Знак синей розы | страница 64
— Где теперь Тоня?
— Здесь, вероятно.
— Вы не знаете, кто в прошлую пятницу был в читальне и вырезал иллюстрацию из номера «Известий» — «Московские студенты на Ленинских горах»? Кому понадобился портрет?
— Не знаю.
— Где фон Кнорре?
— Не знаю.
— Где голубь?
— Тут. У ручья. В бане.
— Правильно.
— Вы все знаете.
— Этот комплимент вам не удался, — усмехнулся Лухманов. — Ладно. А почему немецкому командованию так не терпится заполучить эти чертежи?
— Они должны быть во вторник.
— Во вторник там?
— Да. Кнорре сказал так: «Если ко вторнику мы не выкрадем чертежи, будет очень плохо. Тогда уже они вообще ни к чему». Почему — я не могу объяснить. Вторник сегодня. Сегодня еще ждут голубя. А завтра…
— Завтра, — проговорил Лухманов, — выйдет приказ изменить схему обороны шоссе Валга — Рига, так как ваше командование решит, что чертежи достались нам. Ну-с, пока хватит разговоров. Сейчас вы ведете себя лучше. Вы открываете половину правды. Надеюсь, что доля правды в дальнейшем будет возрастать.

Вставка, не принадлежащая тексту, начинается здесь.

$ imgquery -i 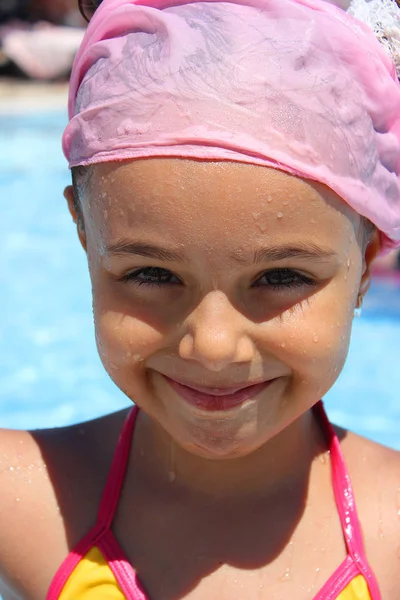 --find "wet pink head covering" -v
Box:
[63,0,400,248]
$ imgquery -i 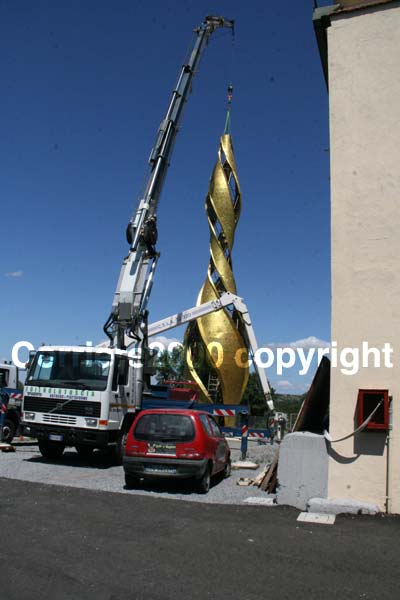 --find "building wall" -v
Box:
[327,2,400,513]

Он вышел и велел мне отвести шпионку к начальнику отдела.
В машине она выкинула штуку. Она начала с того, что заявила:
— Вы Заботкин. Правда?
— Откуда вы знаете?
— Я видела вашу фотографию. У Тони. Я теперь вспомнила.
Я молчал.
— Бедная Тоня, — вздохнула шпионка.
Я молчал.
— Бедная Тоня, — повторила она.
Я посмотрел на нее, отвернулся и вытер рукавом ветровое стекло.
— Вы не знаете, что с ней будет, когда поймают?

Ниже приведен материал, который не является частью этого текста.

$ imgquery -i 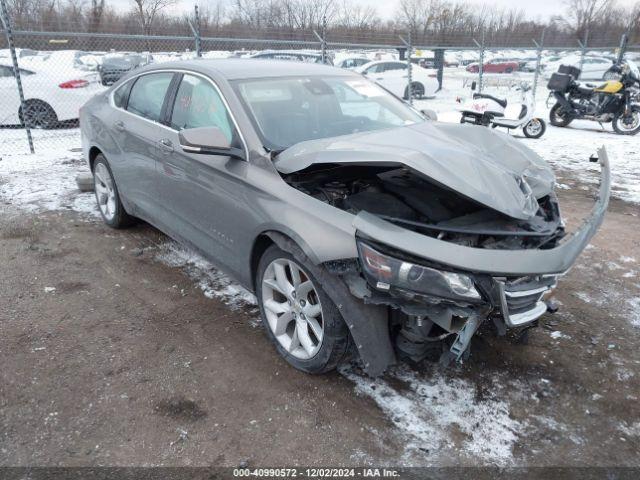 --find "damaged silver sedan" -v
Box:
[80,59,610,375]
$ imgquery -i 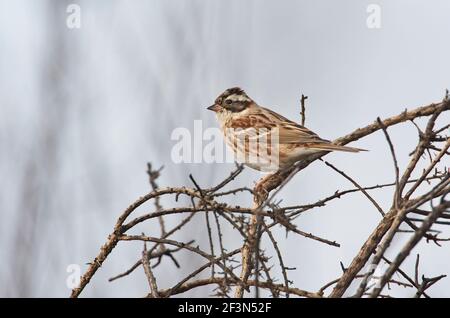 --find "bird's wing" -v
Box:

— Не знаю, — сказал я. — Не знаю.
— Ее расстреляют, — проговорила лазутчица и вдруг схватила меня за рукав.
— Прочь руки! — сказал я.
— Вы понимаете, ее расстреляют. Такой порядок. Если ты меня не отпустишь, там сообразят, что я попалась. На этот случай у меня есть к тебе пара слов, Миша. Так, кажется? Послушай.
— Я вам не Миша.
— Хорошо. Если ты меня не выпустишь, твоя Тоня получит пулю. Вот и все.
Я замахнулся на нее, но удержался и опять начал тереть стекло машины рукавом.
— Рук пачкать не хочу, — сказал я со злостью. — Тварь!
Я сдал ее на руки часовым, доложил начальнику и двинулся в обратный путь.
Тем временем Лухманов пересек сад, спустился задворками к ручью и открыл подгнившую от сырости дверь ветхой, заброшенной бани.
Над кирпичной воронкой, оставшейся на месте выломанного котла, висела клетка. Голубь, заслышав человеческие шаги, захлопал крыльями и просунул между прутьями клетки острый клюв.
Лухманов порылся в карманах, насыпал птице кукурузы. Он стоял и смотрел, как клюет голубь, — смотрел, улыбаясь, разминая одеревеневшие мышцы. Извлек голубя, привязал к ножке крохотный пакет, погладил лоснящиеся крылья.